And they issued a statement saying the Saskatoon-based research facility must work more closely in the future with the private sector.

“Expanding our interactions with commercial companies is necessary if leading edge technology is to be made available to the livestock industry now and in the future.”

Babiuk said in an interview that over a five-year period, about 40 percent of the organization’s funds have come from industry partnerships, ranging from major multinational biopharmaceutical companies to livestock producer groups.

“That’s a very significant amount of money and we’re hoping to increase that over the next few years very significantly,” he said.

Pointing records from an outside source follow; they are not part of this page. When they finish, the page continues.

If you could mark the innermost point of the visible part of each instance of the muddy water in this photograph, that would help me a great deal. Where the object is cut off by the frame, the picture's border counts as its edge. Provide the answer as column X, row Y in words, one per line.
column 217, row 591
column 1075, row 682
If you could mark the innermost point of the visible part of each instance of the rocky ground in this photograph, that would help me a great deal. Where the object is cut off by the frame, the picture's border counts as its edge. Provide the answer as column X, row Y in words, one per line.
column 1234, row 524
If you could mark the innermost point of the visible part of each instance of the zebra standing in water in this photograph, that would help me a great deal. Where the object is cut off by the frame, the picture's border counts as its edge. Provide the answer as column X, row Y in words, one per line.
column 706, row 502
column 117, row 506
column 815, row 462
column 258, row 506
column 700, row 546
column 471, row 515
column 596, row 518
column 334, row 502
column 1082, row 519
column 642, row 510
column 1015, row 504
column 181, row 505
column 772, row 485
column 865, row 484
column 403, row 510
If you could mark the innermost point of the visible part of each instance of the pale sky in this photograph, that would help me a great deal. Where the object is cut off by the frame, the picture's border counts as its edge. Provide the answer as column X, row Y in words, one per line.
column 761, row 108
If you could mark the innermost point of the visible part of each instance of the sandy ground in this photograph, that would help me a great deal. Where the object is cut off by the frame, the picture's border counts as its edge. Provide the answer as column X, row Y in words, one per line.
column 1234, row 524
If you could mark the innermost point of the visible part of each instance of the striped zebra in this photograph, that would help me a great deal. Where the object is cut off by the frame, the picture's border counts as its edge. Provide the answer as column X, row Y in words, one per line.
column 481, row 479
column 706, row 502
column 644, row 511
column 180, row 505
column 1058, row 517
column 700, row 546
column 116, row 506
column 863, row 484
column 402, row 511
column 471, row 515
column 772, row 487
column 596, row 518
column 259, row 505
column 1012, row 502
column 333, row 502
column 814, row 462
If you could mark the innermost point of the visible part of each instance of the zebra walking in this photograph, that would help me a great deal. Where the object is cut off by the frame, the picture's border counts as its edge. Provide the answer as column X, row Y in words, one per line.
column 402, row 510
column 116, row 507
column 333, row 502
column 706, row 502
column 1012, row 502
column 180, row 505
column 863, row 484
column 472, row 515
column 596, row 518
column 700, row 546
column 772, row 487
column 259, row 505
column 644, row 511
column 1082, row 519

Two vaccines for shipping fever have already been developed and put on the market as a result of corporate collaborations, while others are in various stages of negotiation and development.

And it’s not always a case of VIDO approaching potential partners and pleading for money.

“We’re very well recognized internationally,” said Babiuk. “A lot of them come to us.”

The cost-sharing arrangements vary with each agreement. VIDO usually covers most up-front costs of the basic research, while the partner finances product development, production and marketing.

A partner with expertise in production and marketing can sharply reduce the amount of time it takes to get a new product from the laboratory into farmers’ hands.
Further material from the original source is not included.